ISB: How do you explain what you do to people in your life without a science background?
Zamora: This is something I’ve had trouble with for a long time and don’t think I’ve fully mastered just yet. Typically, I start by putting my research into a global perspective and talking about what the problems are that need to be solved. I’ve found that if I can give people a context for why the research is important, it’s easier for them to understand. From there, I try to explain it in a broader sense. How are my experiments helping to solve big, well-known, global problems? What opportunities does my research open up for questions? I find that if I start with the nitty gritty details, people lose interest because they don’t really know what I’m talking about.
ISB: What are your plans following this two-year scholarship?
Zamora: I plan to attend graduate school with the goal of obtaining a PhD — however in what and where I don’t yet know. I plan to use this opportunity at ISB to come to a conclusion about what type of research I enjoy and am interested by: either more computational work or more experimental work. This decision will impact which graduate schools and programs I will look to apply to in the fall.
ISB: Where do you see yourself in 10 years?
Zamora: In 10 years, I plan to be in the early stages of my postdoc, finished with graduate school! Hopefully at this point I will be well on my way to figuring out whether or not I want to work toward having my own lab or be a senior research scientist.
ISB: What do you do when you’re not at ISB? Any hobbies, passions, interests?
Zamora: I am very passionate about running and working out! I run 5-6 days a week and am currently training for the Vancouver Half Marathon in May.

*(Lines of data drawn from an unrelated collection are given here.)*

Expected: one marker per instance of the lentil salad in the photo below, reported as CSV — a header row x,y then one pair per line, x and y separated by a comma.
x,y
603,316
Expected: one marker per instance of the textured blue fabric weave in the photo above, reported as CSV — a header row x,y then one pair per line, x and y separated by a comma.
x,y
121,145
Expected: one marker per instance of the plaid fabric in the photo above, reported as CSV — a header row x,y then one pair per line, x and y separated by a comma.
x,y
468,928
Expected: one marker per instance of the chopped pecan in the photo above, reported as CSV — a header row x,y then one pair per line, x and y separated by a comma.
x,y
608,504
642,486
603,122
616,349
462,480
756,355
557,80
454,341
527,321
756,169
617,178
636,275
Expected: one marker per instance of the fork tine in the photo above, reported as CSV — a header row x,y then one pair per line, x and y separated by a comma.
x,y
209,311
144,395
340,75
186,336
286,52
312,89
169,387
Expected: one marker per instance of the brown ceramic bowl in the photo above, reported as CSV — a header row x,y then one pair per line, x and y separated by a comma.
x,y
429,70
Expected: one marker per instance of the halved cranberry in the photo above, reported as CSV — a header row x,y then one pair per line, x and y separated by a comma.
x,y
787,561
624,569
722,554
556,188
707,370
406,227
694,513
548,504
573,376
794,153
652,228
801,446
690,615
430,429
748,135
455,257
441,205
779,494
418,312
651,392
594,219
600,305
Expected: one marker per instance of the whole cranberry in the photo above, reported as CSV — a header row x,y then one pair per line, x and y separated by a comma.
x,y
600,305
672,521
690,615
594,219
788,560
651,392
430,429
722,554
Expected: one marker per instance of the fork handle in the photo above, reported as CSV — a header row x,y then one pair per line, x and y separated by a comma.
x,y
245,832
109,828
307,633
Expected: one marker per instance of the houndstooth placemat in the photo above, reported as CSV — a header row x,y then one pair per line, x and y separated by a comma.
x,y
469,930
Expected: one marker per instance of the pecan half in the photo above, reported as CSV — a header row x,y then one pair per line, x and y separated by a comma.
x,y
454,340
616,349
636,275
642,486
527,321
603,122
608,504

I am also a member of a free fitness organization called November Project which meets at Gasworks Park for morning circuit, body weight workouts twice a week. It’s a great organization and wonderful community to belong to, especially as someone new to Seattle and the Pacific Northwest. Through them, I have picked up a new passion for trail running as well! Additionally, I am trying to get back into reading after a fairly long hiatus from reading for pleasure in undergrad. I have finished four books so far in my time here, and I’m hoping to increase that number as I learn to manage my time.
ISB: What is the last book you read?
Zamora: I last read the fiction novel “Americanah” by Chimamanda Ngozi Adiche, which is a somewhat autobiographical tale of race and identity in the United States through the lens of a foreigner looking for opportunities of success. I found myself drawn to this book because it carries out a larger conversation about the nuances of race within the black community of the United States. After attending a small liberal arts college, I find myself seeking out conversations such as this to better understand the social dynamics of the country I live in rather than projecting my own world views onto others.

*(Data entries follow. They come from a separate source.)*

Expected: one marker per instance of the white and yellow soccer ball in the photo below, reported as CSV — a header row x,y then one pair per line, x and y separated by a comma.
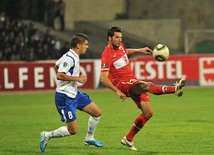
x,y
161,52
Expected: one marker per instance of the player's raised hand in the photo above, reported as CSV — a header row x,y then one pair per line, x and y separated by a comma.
x,y
82,79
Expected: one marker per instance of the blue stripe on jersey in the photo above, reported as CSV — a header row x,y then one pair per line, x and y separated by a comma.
x,y
72,68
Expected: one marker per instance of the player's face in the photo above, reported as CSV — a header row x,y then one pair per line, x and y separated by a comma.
x,y
84,47
116,40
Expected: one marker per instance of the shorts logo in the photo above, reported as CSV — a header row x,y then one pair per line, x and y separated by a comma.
x,y
65,64
104,66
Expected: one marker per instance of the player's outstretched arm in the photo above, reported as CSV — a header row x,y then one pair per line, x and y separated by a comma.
x,y
144,50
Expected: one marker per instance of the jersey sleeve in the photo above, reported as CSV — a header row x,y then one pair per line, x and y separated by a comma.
x,y
64,64
105,61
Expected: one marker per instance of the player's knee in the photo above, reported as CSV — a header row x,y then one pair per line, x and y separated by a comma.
x,y
148,115
97,114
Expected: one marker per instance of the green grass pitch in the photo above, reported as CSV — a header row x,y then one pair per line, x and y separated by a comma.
x,y
182,125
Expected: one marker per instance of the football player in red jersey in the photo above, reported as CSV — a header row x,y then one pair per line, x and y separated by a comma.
x,y
117,75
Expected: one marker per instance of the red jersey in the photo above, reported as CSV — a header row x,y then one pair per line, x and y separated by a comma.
x,y
117,63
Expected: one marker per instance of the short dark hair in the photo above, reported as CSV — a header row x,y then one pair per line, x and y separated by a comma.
x,y
112,29
78,39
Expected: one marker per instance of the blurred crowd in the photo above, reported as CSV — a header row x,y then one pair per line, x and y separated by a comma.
x,y
19,41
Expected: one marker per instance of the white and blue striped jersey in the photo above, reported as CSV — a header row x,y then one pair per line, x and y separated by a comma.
x,y
69,64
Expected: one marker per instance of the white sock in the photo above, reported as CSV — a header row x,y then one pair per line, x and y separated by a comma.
x,y
92,126
60,132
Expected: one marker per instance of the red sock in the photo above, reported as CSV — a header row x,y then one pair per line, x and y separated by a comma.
x,y
138,124
158,89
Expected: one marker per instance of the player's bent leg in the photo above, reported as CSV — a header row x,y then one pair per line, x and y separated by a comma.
x,y
129,144
93,121
93,142
178,87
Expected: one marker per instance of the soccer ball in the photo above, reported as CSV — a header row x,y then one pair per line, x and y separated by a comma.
x,y
161,52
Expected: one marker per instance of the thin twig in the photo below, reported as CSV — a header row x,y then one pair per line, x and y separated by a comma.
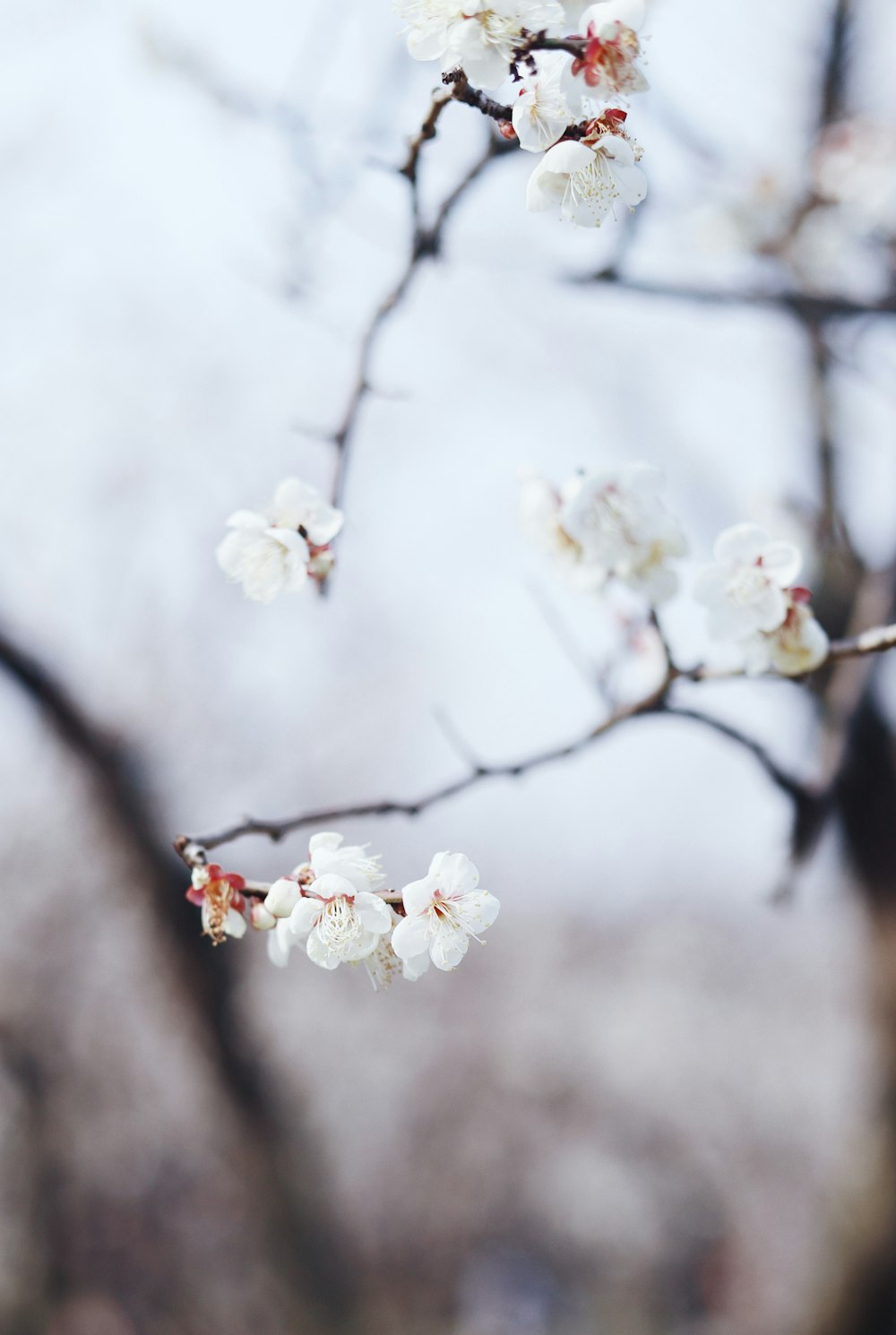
x,y
803,305
426,243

ISB: Any hidden skills you’d like to share?
Zamora: I thought about pursuing art after high school because I was a talented photographer and painter. I took mostly art courses in high school (I took every one available — including AP Studio Art) and had a portfolio set up in case I decided art was the right path for me. I still draw from time to time, and like to think I maintained some of my skills.
ISB: Anything you’d like to add?
Zamora: I’m so excited to be here at ISB and look forward to learning as much as I can from those around me! If you see me around, say “hello!” I’d love to chat.